The document described a model called Claude Mythos, internally codenamed Capybara — a model Anthropic called “by far the most powerful AI model we’ve ever developed.” The irony was almost cosmic: an AI company warning the world about unprecedented cybersecurity risks had accidentally left its most sensitive product announcement in a publicly searchable folder, just waiting to be found.

Anthropic, to its credit, didn’t deny it. A spokesperson confirmed to Fortune that yes, the model was real, yes, it represented “a step change,” and yes, it was already in the hands of early access customers. Then the company quietly locked the data store, and the internet exploded.

This article is about what that leak revealed, what it implies about how Anthropic actually builds its tools, how a model like Mythos might be used to improve AI from the inside out, and whether — in the background of all this — Anthropic has already quietly crossed the threshold that every lab says it hasn’t crossed yet: AGI.

Part I: What Is Claude Mythos?

The Accidental Announcement

The leaked draft blog post was structured like a formal product launch page — complete with headings, a publication date, benchmarks, and a staged rollout strategy.
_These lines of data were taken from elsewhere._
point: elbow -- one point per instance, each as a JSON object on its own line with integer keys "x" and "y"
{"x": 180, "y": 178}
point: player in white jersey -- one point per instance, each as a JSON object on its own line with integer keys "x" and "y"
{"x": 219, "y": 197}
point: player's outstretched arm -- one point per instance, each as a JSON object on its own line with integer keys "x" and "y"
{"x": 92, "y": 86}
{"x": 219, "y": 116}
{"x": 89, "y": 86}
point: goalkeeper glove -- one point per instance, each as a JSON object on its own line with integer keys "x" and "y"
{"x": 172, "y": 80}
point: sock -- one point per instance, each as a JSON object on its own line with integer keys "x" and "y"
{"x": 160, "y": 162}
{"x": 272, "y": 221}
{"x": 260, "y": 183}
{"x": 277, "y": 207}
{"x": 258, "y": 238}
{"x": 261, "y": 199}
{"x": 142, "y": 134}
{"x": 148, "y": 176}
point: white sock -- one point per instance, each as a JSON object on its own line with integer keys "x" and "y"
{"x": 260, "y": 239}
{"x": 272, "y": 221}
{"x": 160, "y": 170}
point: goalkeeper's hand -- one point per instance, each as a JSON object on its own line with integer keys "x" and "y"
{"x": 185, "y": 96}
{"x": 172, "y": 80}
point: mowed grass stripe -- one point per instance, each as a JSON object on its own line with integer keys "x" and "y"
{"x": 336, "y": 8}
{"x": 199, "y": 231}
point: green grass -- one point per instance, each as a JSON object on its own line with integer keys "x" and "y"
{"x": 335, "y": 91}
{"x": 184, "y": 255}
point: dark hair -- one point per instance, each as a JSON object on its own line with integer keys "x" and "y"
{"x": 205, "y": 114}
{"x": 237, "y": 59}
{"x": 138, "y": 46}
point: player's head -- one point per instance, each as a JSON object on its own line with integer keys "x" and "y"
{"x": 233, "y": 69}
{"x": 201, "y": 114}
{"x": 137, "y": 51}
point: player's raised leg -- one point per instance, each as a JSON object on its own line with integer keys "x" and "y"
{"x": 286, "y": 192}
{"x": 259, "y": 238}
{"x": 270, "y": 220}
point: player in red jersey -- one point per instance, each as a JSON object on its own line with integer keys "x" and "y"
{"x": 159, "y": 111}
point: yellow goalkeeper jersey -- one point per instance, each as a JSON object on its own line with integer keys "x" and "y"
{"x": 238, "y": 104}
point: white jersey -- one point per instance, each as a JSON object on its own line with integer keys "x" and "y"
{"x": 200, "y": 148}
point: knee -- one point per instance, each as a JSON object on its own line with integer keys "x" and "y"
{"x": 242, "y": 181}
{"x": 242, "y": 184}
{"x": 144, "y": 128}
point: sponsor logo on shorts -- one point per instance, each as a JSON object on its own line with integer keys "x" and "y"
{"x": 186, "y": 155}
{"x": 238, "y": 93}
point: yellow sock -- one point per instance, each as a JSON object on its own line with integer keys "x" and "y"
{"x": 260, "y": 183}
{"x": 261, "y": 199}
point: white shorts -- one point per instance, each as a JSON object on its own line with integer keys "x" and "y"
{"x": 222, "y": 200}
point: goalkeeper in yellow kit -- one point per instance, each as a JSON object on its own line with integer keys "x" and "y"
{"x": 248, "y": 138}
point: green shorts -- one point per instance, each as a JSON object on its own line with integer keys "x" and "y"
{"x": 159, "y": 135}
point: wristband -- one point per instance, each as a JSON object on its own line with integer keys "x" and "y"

This wasn’t a speculative whiteboard session. Anthropic had completed training on Mythos and was actively running it with select customers at the time of the leak.

The confirmed details are striking. The model’s codename is Capybara, its official name is Claude Mythos — speculated by some analysts to be Claude Mythos 5.0 or Capybara 5.0 based on internal testing screenshots circulating as of March 30, 2026. More significantly, it occupies a brand-new tier in Anthropic’s model hierarchy, sitting above Opus in a position that has never existed before. Previously the ranking ran Haiku → Sonnet → Opus; Capybara/Mythos sits above all of them. Multiple sources have cited leaked materials pointing to a 10-trillion parameter model.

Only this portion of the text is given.